Evaluate for your organization
Whether you're evaluating for a team or running operations solo, start with the progressive value table in the preceding section. Then explore:
| Resource | What you find |
|---|---|
| Pricing and billing | Usage-based pricing, free tier eligibility, and capacity planning |
| Security overview | Data handling, privacy, network integration |
| Create and set up | How to run a structured pilot |
| Team setup and roles | Administrator vs. Standard User roles, phased rollout guide |
Considerations
Keep the following considerations in mind as you use Azure SRE Agent:
- English is the only supported language in the chat interface.
- For more information about how Azure SRE Agent manages data, see the Microsoft privacy policy.
- Availability varies by region and tenant configuration.
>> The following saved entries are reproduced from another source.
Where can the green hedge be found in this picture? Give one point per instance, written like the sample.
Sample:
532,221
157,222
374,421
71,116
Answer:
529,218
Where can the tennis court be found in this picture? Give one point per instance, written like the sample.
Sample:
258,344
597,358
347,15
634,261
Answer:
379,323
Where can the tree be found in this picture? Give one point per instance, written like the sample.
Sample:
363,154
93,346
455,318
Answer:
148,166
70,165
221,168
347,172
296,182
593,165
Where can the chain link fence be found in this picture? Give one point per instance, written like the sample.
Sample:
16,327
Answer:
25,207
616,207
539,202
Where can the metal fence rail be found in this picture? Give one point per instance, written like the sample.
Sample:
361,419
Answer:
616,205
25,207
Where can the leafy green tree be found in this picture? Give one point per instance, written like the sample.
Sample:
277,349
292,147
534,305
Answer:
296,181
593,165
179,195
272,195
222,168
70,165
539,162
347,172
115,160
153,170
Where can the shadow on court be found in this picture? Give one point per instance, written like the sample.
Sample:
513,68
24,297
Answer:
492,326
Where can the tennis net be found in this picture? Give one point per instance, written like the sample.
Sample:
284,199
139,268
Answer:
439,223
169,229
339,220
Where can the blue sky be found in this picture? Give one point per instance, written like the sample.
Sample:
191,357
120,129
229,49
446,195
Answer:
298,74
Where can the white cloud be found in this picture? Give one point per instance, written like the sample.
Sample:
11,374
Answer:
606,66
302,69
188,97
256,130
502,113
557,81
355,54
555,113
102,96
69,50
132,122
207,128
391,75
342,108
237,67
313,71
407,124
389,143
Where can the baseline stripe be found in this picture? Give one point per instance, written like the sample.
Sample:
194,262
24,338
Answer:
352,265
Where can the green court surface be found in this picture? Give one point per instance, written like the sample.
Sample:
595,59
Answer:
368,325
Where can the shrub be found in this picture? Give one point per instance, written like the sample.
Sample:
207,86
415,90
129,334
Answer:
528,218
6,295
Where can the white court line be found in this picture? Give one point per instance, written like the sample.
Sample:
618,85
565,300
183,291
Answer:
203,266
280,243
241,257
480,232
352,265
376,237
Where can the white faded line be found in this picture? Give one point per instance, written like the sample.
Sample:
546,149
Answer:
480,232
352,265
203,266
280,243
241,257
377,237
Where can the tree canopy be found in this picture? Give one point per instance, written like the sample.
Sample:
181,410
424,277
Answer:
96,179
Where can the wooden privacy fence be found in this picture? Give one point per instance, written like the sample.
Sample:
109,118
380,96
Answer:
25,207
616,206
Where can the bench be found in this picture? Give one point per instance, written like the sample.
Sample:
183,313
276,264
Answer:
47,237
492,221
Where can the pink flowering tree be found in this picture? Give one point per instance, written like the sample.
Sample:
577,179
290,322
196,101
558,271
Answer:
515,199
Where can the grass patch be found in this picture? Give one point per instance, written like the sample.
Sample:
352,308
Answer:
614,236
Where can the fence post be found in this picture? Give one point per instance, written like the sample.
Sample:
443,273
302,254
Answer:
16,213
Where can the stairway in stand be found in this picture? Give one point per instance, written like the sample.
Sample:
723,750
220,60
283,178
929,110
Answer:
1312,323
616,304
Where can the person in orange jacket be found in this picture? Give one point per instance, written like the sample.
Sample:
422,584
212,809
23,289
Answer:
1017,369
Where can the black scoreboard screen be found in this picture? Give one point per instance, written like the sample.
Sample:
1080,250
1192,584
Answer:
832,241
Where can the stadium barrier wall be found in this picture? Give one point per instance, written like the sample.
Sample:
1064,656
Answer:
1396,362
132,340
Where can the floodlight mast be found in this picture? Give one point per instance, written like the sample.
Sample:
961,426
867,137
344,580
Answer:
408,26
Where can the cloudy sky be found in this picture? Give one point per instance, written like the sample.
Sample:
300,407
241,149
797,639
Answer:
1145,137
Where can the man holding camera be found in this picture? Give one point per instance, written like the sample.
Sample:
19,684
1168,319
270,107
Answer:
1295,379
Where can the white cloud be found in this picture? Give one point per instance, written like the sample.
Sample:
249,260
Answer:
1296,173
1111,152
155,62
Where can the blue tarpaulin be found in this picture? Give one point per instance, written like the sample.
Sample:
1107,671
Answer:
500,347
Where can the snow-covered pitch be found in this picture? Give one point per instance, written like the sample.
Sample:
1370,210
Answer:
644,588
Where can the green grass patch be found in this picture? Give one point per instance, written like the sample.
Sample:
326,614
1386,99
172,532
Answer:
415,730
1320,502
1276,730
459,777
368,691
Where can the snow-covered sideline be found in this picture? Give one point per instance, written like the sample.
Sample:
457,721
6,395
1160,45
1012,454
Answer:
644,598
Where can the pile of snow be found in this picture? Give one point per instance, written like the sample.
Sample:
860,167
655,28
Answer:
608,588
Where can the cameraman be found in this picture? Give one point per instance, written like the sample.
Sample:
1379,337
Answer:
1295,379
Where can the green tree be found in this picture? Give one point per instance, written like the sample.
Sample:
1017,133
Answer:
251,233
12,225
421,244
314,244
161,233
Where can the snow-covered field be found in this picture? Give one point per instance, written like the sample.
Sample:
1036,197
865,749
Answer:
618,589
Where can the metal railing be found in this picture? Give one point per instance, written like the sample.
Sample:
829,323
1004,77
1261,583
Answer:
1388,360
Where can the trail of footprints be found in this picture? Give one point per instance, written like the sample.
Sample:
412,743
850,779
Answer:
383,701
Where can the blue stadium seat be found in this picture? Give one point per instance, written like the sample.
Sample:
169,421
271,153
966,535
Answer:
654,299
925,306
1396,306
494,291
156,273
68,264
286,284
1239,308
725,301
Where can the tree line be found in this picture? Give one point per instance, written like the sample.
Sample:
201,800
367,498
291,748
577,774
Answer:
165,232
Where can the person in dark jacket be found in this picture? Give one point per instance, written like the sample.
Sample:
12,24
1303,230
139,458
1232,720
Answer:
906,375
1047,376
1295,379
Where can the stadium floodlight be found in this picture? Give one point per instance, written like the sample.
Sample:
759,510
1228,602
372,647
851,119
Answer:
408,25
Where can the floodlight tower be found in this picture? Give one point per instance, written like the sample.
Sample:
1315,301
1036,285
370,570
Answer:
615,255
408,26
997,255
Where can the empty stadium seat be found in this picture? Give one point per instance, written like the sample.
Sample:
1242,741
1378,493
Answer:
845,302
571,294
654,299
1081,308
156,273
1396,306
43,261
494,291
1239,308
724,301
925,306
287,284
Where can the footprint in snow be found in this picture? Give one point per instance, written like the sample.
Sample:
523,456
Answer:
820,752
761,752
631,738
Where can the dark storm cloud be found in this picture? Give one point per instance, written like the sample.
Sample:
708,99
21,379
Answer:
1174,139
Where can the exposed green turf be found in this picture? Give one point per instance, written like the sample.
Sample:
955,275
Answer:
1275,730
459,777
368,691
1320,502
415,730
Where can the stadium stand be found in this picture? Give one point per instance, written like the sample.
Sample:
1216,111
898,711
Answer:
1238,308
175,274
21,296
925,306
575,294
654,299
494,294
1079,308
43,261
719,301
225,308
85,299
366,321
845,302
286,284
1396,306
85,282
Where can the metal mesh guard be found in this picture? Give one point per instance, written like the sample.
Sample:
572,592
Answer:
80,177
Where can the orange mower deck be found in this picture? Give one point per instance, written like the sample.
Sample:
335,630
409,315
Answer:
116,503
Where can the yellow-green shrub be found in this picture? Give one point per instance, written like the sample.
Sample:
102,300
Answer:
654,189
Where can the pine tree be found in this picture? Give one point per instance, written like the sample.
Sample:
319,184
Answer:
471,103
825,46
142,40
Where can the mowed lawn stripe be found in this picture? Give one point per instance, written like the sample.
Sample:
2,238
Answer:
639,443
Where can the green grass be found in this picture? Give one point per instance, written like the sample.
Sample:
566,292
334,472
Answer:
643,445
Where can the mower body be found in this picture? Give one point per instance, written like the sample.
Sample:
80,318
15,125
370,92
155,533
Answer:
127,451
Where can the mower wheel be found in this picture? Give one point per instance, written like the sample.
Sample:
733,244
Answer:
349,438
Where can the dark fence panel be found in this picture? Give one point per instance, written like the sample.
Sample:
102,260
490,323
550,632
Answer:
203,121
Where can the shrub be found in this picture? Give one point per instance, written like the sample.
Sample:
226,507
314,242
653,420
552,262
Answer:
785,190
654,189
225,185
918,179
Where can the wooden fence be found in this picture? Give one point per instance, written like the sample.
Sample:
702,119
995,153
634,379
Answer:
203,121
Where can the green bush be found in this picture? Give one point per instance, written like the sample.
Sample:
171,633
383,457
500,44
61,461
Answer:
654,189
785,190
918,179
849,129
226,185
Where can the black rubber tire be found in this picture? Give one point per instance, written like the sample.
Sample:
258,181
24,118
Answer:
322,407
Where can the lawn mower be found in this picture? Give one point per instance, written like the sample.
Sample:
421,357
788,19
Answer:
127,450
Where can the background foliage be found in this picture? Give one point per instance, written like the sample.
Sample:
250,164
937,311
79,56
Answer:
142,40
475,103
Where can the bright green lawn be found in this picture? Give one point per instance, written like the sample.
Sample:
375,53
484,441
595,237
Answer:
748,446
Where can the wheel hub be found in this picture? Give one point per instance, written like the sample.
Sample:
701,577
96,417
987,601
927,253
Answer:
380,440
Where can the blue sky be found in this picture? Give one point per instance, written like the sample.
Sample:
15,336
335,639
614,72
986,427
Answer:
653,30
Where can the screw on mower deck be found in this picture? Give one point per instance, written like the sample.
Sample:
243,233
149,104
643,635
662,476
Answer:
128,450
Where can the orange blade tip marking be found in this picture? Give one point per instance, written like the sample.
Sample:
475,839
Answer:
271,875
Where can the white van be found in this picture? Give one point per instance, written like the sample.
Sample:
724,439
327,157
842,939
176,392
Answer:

- Costs are usage-based. See Pricing and billing for the current rate model and free tier details.
- As with any AI system, SRE Agent might occasionally produce incorrect conclusions or propose mitigations that don't apply to your environment. Always review proposed actions before approving.
When you create an agent, the following resources are also automatically created for you:
- Azure Application Insights
- Log Analytics workspace
- Managed Identity
These resources support agent observability and identity management. You can view and manage them in your Azure subscription.